Dalam sejarah kebudayaan dan perdagangan di Nusantara, Tulang Bawang digambarkan merupakan salah satu kerajaan tertua di Indonesia, disamping kerajaan Melayu, Sriwijaya, Kutai, dan Tarumanegara. Meskipun belum banyak catatan sejarah yang mengungkapkan keberadaan kerajaan ini, namun catatan Cina kuno menyebutkan pada pertengahan abad ke-4 seorang pejiarah Agama Budha yang bernama Fa-Hien, pernah singgah di sebuah kerajaan yang makmur dan berjaya, To-Lang P'o-Hwang (Tulang Bawang) di pedalaman Chrqse (pulau emas Sumatera).
Demikian juga tentang tempat Kerajaan ini, satupun ahli belum dapat memberikan ketetapan yang sebenarnya, ada yang mengatakan di Sungai Tulang Bawang ada yang menyebutkan tidak jauh dari kota menggala atau sekitarnya, begitu juga mengenai Raja Tulang Bawang pada abad ke V/VI adalah siapa, hingga detik ini belum juga didapat oleh para ahli sejarah maupun oleh para ahli sejarah maupun oleh para ahli Ethnologi / ilmu Bangsa-Bangsa.
Dapat dikatakan Kerajaan ini mempunyai ciri-ciri khas, sifat-sifat khusus dari kerajaan-kerajaan lainnya di Indonesia ini, karena Rajanya siapa, tempat Kratonnya dimana dan bekas–bekas peninggalannya tiada satupun yang ditemukan, maka dari itu dikatakan Kerajaan Tulangbawang adalah dari pada Kerajaan lain yang mempunyai cirri-ciri khas, sifat-sifat khusus dan sebagainnya.
Menurut keterangan diperkirakan Kerajaan ini terletak dihulu kota Menggala di Pedukuhan yaitu dihadapan Kampung Pagar Dewa yang sekarang.
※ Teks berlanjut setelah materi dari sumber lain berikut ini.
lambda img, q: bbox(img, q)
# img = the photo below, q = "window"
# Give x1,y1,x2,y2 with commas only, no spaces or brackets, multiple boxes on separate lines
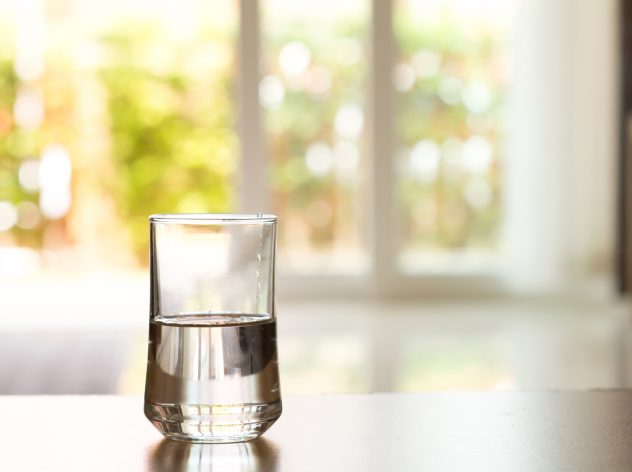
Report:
0,0,605,300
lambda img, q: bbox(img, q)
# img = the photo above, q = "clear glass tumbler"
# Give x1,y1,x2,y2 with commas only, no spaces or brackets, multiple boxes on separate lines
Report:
145,214,281,443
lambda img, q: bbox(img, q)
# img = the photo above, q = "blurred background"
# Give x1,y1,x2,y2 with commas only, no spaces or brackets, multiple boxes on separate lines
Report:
0,0,632,394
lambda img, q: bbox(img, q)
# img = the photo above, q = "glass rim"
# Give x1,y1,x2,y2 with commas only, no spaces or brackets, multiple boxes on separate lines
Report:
149,213,277,225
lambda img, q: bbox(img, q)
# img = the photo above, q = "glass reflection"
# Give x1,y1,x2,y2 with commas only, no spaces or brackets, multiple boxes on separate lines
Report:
147,438,278,472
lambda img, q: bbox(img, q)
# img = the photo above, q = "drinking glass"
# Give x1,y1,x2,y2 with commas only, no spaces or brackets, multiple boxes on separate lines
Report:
145,214,281,443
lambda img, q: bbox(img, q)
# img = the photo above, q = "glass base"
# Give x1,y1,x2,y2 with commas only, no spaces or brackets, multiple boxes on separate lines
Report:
145,401,281,444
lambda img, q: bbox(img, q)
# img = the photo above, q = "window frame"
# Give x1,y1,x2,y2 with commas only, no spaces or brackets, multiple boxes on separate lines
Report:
237,0,617,297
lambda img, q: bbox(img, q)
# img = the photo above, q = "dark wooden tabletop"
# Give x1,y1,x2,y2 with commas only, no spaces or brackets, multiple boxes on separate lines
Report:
0,391,632,472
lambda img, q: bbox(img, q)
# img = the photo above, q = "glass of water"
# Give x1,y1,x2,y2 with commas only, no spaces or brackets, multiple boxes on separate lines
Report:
145,214,281,443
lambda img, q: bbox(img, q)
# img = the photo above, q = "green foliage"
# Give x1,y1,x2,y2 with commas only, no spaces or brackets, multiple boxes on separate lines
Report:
100,25,237,257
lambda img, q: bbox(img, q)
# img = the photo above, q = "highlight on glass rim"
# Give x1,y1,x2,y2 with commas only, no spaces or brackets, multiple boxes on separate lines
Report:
0,0,632,472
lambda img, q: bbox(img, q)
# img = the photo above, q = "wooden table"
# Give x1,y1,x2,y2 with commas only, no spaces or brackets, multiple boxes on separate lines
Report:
0,391,632,472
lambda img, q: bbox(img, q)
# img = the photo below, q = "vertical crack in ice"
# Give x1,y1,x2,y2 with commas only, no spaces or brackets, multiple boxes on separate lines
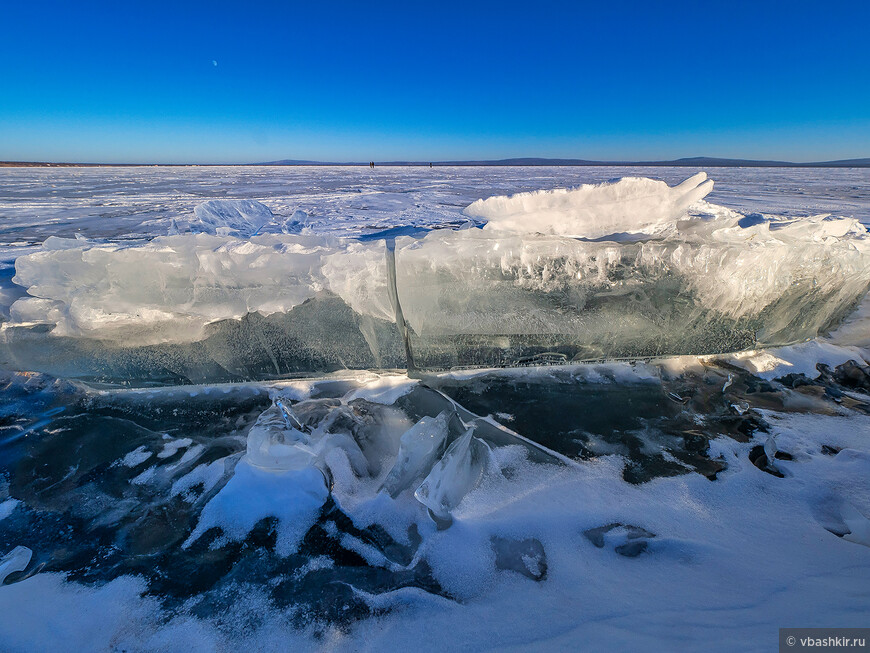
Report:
384,238,417,376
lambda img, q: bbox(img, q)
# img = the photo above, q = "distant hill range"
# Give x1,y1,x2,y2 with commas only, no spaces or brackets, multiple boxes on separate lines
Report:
252,156,870,168
0,156,870,168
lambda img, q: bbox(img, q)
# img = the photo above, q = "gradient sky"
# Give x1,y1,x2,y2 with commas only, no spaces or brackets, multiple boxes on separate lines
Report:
0,0,870,163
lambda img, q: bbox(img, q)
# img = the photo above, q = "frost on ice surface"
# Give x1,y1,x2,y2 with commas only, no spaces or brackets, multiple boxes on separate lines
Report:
465,172,713,238
185,460,329,556
191,200,275,238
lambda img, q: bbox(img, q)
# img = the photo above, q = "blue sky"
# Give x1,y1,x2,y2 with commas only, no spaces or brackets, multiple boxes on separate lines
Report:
0,0,870,163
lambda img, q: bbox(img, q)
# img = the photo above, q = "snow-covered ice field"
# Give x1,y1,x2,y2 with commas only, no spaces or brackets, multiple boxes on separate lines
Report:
0,167,870,651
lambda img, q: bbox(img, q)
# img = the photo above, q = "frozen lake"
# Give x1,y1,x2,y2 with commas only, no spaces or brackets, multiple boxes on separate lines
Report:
0,167,870,651
0,166,870,248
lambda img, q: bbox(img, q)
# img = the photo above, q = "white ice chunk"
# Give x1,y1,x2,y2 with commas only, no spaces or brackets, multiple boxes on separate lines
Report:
383,412,448,497
0,546,33,585
465,172,713,238
191,200,274,238
247,401,317,471
183,458,329,556
9,234,336,344
414,428,489,519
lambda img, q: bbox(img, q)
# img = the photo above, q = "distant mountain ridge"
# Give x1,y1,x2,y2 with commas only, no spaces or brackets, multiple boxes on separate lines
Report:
0,156,870,168
251,156,870,168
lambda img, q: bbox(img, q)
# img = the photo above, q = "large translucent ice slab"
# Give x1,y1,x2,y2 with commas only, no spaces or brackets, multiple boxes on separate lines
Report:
388,212,870,368
0,175,870,383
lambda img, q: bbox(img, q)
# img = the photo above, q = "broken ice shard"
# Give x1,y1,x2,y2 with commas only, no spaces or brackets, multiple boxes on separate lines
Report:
465,172,713,238
383,412,448,497
247,401,317,471
414,428,489,519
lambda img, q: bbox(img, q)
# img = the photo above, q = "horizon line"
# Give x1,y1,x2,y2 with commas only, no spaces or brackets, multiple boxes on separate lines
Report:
0,156,870,168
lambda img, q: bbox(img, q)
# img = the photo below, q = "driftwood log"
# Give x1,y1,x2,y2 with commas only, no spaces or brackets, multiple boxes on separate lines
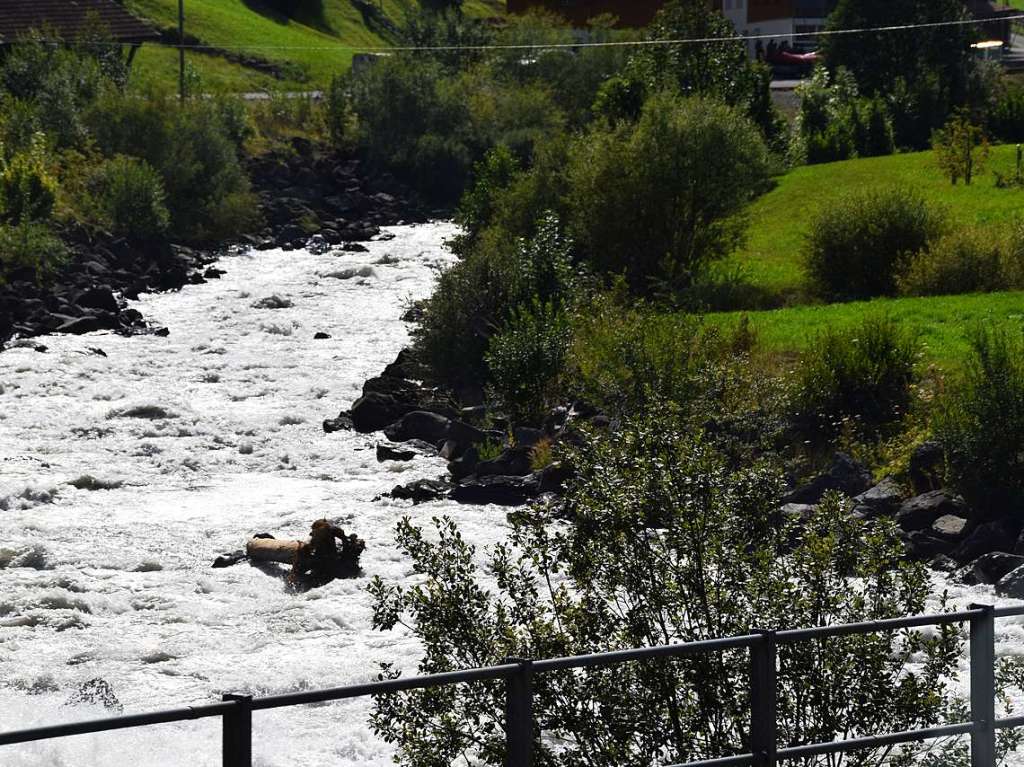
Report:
246,538,302,564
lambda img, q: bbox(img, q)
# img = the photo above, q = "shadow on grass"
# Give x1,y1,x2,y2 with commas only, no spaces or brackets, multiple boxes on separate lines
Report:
242,0,334,34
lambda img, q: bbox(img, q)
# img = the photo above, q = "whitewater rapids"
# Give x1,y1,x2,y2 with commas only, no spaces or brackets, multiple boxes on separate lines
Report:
6,218,1024,767
0,224,516,767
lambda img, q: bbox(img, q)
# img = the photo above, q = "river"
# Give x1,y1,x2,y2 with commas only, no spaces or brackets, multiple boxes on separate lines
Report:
0,224,505,767
6,223,1024,767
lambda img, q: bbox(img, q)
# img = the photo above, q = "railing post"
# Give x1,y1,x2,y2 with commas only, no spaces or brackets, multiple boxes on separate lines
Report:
971,604,995,767
221,693,253,767
751,631,778,767
505,657,534,767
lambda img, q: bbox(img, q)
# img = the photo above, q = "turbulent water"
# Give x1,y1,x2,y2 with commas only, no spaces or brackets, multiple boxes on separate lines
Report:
0,224,516,767
6,224,1024,767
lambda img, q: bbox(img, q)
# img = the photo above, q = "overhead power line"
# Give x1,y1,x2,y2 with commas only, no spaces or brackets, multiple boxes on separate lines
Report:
22,13,1024,53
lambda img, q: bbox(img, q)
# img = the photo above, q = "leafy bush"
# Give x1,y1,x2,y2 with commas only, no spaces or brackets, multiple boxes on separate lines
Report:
932,111,988,186
0,133,57,224
0,219,68,282
569,294,723,413
795,316,920,436
87,155,170,240
486,302,569,425
371,419,962,767
934,327,1024,516
0,39,105,148
790,67,894,165
898,227,1009,296
87,94,258,241
987,80,1024,141
414,210,572,384
566,93,768,293
804,187,941,299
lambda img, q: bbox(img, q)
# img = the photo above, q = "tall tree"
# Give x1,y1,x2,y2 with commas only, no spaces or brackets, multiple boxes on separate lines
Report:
822,0,976,147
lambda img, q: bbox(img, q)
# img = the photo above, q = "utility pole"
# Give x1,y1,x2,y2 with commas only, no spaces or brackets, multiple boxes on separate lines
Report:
178,0,185,102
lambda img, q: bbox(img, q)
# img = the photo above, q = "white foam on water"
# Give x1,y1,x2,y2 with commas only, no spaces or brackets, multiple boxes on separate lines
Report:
0,224,505,767
6,224,1024,767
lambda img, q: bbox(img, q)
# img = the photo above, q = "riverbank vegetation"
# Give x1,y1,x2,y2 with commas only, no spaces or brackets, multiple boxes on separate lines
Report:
6,0,1024,765
319,2,1024,765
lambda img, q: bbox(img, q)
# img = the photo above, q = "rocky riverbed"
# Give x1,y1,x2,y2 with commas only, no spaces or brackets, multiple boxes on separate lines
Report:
0,224,1024,767
0,218,516,767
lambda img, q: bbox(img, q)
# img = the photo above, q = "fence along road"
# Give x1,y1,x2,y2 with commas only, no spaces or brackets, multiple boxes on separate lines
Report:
0,604,1024,767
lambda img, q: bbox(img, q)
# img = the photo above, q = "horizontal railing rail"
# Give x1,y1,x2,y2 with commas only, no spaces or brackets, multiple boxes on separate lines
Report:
0,605,1024,767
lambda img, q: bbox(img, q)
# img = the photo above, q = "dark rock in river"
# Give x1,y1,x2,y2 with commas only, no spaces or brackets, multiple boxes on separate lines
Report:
350,391,416,434
451,475,541,506
377,443,420,463
853,477,905,519
896,491,968,530
909,440,945,495
476,448,531,477
324,413,354,434
782,453,871,504
950,518,1020,563
961,551,1024,585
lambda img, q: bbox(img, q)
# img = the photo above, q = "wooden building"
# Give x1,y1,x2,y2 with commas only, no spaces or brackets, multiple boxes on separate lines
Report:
0,0,159,60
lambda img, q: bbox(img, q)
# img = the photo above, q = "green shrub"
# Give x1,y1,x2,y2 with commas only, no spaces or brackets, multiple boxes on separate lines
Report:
0,133,57,224
324,77,358,152
934,328,1024,516
87,155,170,240
0,219,68,282
566,93,768,293
88,94,258,241
987,80,1024,141
486,301,569,426
804,187,941,299
898,227,1008,296
794,316,921,436
370,419,966,767
414,210,572,384
0,40,109,148
569,294,723,413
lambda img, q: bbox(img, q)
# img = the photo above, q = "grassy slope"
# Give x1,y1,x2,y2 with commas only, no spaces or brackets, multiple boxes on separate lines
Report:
125,0,504,90
735,143,1024,299
712,147,1024,368
712,293,1024,370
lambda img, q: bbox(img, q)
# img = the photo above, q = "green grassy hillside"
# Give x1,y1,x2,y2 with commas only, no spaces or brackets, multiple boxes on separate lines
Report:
125,0,505,90
734,145,1024,303
710,292,1024,370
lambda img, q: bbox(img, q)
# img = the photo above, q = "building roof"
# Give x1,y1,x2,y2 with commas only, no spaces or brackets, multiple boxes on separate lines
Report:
0,0,157,43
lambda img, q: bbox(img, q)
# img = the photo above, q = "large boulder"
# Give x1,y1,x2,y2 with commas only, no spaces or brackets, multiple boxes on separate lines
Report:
931,514,971,543
782,453,871,504
909,440,945,495
349,391,416,434
903,530,956,559
961,551,1024,584
995,565,1024,599
451,475,541,506
476,448,531,477
853,477,905,519
950,519,1020,563
896,491,968,531
390,479,450,504
449,446,480,482
384,410,452,444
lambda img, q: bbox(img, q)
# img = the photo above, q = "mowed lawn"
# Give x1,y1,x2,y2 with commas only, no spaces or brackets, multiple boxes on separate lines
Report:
125,0,505,90
708,292,1024,370
732,145,1024,304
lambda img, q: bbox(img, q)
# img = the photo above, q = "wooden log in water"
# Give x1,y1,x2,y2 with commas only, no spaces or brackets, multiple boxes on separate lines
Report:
246,538,302,564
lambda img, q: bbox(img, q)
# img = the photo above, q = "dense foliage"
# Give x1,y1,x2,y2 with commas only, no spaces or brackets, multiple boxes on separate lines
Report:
935,328,1024,516
805,187,942,299
371,413,959,766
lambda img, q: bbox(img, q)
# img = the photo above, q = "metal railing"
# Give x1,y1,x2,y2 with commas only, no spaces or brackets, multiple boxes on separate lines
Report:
0,605,1024,767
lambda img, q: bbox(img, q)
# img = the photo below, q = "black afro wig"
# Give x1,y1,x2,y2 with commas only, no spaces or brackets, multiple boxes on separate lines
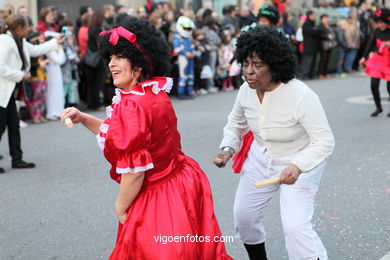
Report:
98,16,171,79
257,5,280,25
235,27,298,83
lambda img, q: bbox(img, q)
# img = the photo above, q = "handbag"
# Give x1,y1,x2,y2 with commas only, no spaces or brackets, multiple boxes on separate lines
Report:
84,48,101,68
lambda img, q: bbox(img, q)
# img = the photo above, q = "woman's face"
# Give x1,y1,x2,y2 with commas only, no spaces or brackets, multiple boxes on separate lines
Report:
45,12,54,24
321,16,329,26
108,54,140,90
377,20,387,31
242,53,273,91
15,25,28,38
259,16,272,27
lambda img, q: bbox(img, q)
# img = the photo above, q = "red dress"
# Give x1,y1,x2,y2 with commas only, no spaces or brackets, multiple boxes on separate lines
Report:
364,39,390,81
97,77,232,260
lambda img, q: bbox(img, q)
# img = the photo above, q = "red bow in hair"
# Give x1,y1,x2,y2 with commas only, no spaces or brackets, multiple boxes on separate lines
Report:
99,26,142,50
99,26,154,75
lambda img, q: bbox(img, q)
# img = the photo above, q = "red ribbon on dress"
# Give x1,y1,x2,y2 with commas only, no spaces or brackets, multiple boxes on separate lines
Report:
232,132,255,173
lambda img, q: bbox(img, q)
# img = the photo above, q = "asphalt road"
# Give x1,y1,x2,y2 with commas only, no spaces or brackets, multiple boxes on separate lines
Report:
0,75,390,260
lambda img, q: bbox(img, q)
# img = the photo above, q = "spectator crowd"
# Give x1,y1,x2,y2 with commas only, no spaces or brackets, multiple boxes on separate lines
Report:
0,1,386,127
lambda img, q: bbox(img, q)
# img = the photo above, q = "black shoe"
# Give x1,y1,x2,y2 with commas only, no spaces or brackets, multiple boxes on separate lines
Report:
12,160,35,169
371,108,383,117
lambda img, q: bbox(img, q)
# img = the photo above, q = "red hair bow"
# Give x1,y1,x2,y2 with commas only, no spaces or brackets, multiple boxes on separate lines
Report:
99,26,142,50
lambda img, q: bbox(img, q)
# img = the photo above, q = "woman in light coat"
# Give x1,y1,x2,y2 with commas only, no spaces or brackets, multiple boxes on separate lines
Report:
0,15,63,173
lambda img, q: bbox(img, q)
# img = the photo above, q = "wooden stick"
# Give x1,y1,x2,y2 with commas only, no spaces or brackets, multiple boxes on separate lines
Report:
64,118,73,128
210,157,222,164
255,177,280,188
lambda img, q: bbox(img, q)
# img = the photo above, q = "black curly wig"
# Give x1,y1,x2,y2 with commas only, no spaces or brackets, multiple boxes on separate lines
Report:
235,27,298,83
257,4,280,25
98,16,171,80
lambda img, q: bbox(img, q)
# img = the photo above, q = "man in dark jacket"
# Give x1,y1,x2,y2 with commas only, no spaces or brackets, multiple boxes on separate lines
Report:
302,10,320,79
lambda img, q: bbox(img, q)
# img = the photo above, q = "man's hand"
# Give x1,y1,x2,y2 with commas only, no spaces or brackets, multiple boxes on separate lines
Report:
280,164,302,184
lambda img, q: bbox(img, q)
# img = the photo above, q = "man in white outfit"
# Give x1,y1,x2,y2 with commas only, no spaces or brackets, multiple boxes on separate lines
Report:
216,27,334,260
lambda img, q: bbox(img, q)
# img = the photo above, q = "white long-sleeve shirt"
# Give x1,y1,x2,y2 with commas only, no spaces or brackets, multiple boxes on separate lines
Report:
220,79,335,172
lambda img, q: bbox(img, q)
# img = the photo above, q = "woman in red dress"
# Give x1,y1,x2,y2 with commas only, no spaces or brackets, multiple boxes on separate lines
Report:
61,18,231,260
360,8,390,117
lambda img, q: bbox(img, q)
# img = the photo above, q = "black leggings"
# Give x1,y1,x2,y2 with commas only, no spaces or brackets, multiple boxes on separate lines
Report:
371,78,390,109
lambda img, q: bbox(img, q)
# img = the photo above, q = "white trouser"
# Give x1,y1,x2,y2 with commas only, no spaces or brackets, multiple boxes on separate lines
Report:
234,141,328,260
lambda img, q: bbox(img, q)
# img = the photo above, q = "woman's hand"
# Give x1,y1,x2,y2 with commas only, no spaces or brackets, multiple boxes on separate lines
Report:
359,57,366,66
23,72,31,81
213,151,233,168
39,59,50,68
280,164,302,184
60,107,85,124
115,201,127,225
56,34,65,44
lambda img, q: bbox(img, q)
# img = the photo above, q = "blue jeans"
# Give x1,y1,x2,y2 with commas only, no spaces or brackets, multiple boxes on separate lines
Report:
336,47,345,75
344,49,358,72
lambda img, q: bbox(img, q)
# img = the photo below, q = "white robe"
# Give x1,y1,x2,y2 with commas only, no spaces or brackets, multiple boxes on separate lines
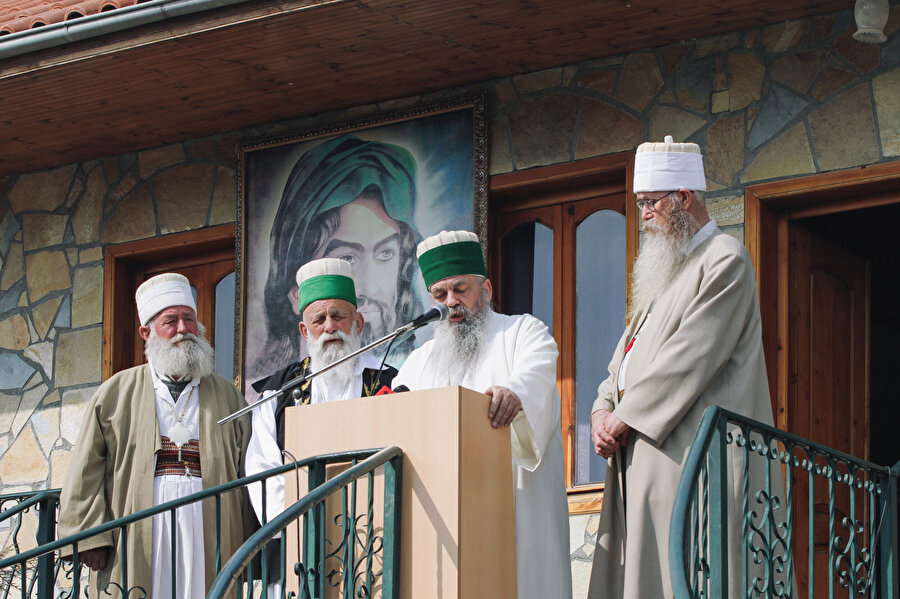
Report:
393,312,572,599
150,365,206,599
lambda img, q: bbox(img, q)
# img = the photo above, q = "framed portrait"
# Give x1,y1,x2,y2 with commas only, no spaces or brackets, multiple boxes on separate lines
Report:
235,94,487,397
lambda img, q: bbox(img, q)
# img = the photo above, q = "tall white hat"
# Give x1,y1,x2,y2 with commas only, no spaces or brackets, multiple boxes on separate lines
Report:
134,272,197,326
633,135,706,193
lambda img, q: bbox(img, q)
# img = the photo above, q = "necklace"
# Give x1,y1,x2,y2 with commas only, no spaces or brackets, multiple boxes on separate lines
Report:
163,385,197,456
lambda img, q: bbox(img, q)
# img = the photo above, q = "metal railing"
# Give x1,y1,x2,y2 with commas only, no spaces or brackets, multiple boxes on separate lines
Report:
207,447,403,599
669,407,900,599
0,489,62,599
0,448,402,599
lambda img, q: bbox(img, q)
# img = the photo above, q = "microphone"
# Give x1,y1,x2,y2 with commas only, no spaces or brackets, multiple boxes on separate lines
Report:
397,304,450,333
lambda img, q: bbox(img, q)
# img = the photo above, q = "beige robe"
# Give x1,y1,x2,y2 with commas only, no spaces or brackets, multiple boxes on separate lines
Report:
589,229,772,599
58,364,252,597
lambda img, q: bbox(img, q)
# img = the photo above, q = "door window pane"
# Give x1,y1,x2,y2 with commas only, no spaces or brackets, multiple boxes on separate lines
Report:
502,221,553,335
575,210,626,485
215,273,234,381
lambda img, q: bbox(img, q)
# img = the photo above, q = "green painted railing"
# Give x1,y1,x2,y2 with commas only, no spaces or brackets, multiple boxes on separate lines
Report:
0,448,402,599
0,489,62,599
669,407,900,599
207,447,403,599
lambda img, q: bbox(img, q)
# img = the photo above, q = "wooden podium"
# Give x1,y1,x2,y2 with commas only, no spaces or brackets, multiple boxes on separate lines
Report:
285,387,517,599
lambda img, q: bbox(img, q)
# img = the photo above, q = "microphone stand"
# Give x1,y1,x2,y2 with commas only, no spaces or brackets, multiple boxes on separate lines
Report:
218,322,428,426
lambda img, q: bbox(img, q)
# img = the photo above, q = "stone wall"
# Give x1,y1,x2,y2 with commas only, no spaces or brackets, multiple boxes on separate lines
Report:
0,3,900,597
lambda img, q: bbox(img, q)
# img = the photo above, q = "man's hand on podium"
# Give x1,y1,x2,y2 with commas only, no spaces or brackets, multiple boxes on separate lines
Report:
484,385,522,428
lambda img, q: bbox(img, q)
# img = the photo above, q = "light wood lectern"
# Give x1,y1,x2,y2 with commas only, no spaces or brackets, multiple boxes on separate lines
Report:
285,387,516,599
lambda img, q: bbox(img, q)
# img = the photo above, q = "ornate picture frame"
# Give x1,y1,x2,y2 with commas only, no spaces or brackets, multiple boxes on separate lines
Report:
235,94,488,398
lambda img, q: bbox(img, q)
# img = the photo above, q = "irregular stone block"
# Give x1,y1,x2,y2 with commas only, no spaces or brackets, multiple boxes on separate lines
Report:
813,64,856,102
72,266,103,328
22,213,69,252
769,48,828,93
12,384,47,437
0,241,25,291
78,247,103,264
153,164,215,234
578,71,619,96
100,186,156,243
209,166,237,226
728,52,766,112
741,123,816,183
513,67,562,94
138,143,184,179
834,28,881,75
575,98,644,159
72,168,107,245
59,386,97,445
616,52,663,111
703,115,744,187
649,106,706,142
508,94,578,169
706,195,744,227
31,297,63,339
0,314,30,351
808,83,881,171
747,85,809,150
0,393,22,435
490,118,513,175
0,428,50,486
694,33,741,59
9,164,78,214
54,327,103,387
872,65,900,156
25,251,72,302
763,21,809,54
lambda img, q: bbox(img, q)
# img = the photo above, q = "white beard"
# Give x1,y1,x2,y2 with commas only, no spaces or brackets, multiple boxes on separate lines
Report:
306,324,361,386
629,207,699,317
433,288,491,379
144,323,216,380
Kisah konon menyebutkan demikian antara lain :
*Sungai Tulang Bawang itu dimulai dari Pagar Dewa sekarang sampai muaranya, yaitu Kampung Teladas/Dente dan dari Pagar Dewa ke Way Kanan sampai dengan Bedarau berbatas dengan Negeri Basar dan dari Pagar Dewa ke way Kiri sampai dengan Tabu Kayu berbatas dengan Negeri Jungkarang.
*Pada sekitar abad ke XIII M. ada Poang/Poyang yang bernama Runjung gelar Minak Tabu Gayau, beliau mempunyai 3 orang putra yaitu :
1. Tuan Rio Mangku Bumi,
2. Tuan Rio Tengah
3. Tuan Rio Sanak
Ketiga-tiga orang ini menurut cerita orang-orang tua mereka menerima warisan dari orang tua mereka yang bernama Runjung , antara lain Tuan Rio Mangku Bumi mendapat tanah, Tuan Rio Tengah menerima senjata dan yang bungsu Tuan Rio Sanak mendapat emas.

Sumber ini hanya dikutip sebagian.